It sometimes pays to be looking downwards, which I do when litter-picking. On a walk to M&S, along the canal and via the new valley-spanning Wolstanton link-road, I spotted an oak sprig fallen on the path. “Now where’s that come from?” I wondered. There had once been a little oak sapling on the path, which circa 2005 I had occasionally protected. I had several times cut back the lesser shrubs that were attempting to swamp it, letting sunlight into its nook in the hedge. But in recent years I had been unable to re-discover it as I passed by. “Swamped and died”, I thought.
But there was an oak sprig, fallen on the path in front of me. I looked up. Spreading high above me was a fine healthy young oak tree. In the same place as before, but the shrubs had thickened and grown outward onto the path, while the oak had grown upward to the light. That was why I couldn’t find it again. I was looking for a struggling and scrawny sapling on the edge of the path, but it’s now a proper tree growing up from the centre of the hedge.
One also finds other things. The M&S walk was to get new ‘maximum’ Merino-wool thermals, before the cold damp weather arrives and they suddenly sell out. I had wanted Amazon’s Damart, but Amazon seemingly couldn’t deliver to any of the many Amazon lockers in Stoke (always “full”, which one can prove is a complete lie by ordering other items). Thus an early morning walk to M&S was called for instead. M&S’s Damart equivalent is HeatGen (£56 for a top and bottom combo). I’d also idly looked at the M&S sunglasses online, needing a new pair. But I couldn’t afford them at £20-£30. The HeatGen thermals are being paid for by a kind benefactor who doesn’t want me shivering again this winter, but sunglasses are not on offer.

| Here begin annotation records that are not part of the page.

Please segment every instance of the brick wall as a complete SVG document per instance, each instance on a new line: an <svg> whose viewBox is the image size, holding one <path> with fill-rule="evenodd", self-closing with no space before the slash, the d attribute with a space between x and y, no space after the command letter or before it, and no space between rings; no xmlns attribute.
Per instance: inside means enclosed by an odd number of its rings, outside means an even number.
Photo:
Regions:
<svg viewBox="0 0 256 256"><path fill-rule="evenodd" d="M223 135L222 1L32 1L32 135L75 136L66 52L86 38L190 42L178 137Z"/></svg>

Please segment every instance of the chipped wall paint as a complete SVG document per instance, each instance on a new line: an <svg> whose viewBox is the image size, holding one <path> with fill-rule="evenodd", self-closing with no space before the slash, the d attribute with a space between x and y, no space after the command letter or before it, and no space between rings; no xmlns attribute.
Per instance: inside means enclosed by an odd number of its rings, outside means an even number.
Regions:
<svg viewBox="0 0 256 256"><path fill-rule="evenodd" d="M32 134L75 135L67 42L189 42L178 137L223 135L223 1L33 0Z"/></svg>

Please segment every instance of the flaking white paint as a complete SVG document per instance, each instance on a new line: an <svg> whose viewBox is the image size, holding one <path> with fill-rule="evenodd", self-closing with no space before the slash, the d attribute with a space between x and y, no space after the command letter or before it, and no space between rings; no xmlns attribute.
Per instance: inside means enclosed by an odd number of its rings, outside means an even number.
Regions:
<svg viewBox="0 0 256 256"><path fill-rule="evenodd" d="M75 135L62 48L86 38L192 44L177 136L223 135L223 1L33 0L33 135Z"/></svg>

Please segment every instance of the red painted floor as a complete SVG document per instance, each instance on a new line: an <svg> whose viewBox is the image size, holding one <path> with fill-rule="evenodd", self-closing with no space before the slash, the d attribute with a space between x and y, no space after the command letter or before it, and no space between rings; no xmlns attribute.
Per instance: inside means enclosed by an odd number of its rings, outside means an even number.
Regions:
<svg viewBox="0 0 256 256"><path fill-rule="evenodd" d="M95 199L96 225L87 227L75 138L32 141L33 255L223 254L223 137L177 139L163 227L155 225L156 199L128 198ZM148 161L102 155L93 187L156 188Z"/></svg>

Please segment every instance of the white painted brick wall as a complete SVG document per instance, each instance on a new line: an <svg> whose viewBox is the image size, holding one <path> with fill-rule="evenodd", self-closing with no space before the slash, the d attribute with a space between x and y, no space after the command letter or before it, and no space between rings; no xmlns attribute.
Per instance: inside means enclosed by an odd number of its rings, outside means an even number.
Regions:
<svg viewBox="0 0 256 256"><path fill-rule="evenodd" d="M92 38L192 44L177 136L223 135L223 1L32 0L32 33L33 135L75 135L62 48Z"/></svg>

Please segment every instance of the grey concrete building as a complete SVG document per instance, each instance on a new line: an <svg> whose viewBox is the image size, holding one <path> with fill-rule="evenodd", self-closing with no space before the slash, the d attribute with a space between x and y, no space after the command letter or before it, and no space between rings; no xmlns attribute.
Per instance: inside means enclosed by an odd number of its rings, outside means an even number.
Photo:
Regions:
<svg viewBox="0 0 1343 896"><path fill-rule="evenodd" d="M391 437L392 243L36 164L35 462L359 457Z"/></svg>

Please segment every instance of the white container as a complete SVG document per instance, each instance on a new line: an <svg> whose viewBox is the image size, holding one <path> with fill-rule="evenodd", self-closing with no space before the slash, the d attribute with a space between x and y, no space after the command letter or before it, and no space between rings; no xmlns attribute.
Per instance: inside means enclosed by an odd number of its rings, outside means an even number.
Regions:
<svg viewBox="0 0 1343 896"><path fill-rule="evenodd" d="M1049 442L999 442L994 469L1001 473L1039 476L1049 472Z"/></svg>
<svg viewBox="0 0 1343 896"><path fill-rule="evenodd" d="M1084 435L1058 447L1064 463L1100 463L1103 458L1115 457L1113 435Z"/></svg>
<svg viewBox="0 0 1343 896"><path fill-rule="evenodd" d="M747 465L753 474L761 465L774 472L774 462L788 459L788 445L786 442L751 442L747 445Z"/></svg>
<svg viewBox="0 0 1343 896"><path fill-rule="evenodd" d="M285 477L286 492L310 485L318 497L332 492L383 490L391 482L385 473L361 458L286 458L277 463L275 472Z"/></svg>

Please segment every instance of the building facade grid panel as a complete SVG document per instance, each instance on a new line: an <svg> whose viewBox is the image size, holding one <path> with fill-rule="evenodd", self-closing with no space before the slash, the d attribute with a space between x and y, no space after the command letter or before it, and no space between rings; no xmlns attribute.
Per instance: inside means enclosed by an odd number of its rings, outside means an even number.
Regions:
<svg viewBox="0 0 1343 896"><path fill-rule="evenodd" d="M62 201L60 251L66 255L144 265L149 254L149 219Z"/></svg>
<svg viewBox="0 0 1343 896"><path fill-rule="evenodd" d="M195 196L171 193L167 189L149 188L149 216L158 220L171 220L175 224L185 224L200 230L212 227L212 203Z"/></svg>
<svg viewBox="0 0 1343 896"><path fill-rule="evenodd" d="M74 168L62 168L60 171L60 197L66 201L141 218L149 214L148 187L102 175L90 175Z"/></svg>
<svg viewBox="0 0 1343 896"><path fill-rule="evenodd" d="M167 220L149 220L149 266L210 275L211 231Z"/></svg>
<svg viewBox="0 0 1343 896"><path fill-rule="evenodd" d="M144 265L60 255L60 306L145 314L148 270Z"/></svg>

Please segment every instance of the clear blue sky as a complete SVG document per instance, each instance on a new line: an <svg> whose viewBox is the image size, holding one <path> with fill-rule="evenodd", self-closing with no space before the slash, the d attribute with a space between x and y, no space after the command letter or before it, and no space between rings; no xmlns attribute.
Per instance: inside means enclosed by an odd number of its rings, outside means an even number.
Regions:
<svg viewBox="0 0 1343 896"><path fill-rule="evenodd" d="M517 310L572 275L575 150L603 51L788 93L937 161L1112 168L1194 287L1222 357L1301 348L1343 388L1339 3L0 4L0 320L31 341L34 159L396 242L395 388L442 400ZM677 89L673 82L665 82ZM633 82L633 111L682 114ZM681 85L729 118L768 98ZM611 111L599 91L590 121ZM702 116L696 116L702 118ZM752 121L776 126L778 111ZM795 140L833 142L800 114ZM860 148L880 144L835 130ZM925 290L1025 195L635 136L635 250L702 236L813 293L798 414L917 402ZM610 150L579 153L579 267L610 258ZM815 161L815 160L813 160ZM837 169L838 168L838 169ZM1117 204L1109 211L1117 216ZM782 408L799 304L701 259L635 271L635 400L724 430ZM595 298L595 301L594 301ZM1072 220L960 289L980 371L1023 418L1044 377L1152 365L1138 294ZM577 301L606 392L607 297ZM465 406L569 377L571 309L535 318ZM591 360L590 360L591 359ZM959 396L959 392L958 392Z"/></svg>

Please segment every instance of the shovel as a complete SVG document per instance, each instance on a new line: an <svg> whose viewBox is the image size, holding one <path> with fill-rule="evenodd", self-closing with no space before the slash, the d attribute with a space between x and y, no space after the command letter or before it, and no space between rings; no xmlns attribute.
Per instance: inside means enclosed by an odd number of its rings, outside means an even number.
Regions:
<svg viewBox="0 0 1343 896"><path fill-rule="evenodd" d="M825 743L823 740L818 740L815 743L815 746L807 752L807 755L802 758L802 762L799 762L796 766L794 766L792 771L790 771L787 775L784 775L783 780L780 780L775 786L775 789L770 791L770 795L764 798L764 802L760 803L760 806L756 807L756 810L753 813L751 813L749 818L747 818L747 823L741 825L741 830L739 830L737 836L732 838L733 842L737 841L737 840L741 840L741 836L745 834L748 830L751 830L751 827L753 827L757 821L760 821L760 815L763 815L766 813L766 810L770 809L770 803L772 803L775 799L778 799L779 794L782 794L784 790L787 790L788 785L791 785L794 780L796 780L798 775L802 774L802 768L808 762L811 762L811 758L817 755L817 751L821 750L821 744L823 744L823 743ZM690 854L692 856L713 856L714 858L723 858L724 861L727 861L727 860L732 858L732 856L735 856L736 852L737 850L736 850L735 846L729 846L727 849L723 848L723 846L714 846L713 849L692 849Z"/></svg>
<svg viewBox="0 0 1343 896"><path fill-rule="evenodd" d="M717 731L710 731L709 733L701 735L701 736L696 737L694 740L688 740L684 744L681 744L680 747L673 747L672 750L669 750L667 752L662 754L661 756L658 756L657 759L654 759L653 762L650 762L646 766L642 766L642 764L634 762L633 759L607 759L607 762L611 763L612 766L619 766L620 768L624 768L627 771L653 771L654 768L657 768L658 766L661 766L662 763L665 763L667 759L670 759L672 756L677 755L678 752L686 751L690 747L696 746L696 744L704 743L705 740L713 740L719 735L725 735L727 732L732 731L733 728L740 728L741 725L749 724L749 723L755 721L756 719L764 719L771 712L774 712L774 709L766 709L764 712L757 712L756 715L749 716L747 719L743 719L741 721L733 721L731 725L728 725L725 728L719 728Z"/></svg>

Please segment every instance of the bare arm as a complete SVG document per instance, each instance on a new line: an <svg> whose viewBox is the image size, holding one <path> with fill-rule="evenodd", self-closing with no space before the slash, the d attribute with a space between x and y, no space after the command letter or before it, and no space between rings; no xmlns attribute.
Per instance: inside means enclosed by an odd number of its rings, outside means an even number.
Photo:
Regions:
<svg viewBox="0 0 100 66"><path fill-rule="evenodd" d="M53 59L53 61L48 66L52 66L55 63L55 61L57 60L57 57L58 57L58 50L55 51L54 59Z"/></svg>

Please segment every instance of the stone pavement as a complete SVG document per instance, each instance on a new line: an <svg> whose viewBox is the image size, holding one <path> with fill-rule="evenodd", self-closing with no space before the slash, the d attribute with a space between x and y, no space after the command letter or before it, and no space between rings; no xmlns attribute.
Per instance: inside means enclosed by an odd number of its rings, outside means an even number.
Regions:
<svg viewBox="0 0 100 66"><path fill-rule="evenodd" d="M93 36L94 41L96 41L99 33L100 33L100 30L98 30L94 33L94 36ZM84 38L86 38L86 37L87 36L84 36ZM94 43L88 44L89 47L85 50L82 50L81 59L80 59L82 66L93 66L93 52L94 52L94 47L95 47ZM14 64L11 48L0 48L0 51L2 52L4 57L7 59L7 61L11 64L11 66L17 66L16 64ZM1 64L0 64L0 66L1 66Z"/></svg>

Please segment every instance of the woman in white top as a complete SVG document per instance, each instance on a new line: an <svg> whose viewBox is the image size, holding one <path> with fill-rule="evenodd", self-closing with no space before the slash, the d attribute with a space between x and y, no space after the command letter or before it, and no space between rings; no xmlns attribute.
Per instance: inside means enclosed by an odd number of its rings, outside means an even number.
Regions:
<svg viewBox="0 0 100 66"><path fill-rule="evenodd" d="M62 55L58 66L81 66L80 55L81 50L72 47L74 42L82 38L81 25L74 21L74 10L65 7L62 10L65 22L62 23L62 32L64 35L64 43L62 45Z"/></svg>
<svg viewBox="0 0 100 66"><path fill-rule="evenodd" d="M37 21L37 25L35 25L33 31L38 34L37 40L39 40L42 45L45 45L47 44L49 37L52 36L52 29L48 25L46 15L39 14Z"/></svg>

So… what did I also find while litter-picking the route to M&S? You guessed it. A nice and perfectly good pair of men’s sunglasses. Free. And also the M&S brand. Strange, when that sort of thing happens. But it does, and surprisingly often. Not long ago I went to litter-pick and snip back the greening-up of an old disused railway-line path. With secateurs. On the way there I found a perfectly good pair of wooden-handled hedge shears, discarded with some other ‘builder and decorator’ fly-tipping and with a bit of dried paint on the handles… but un-rusted, still nice and sharp. What are the odds?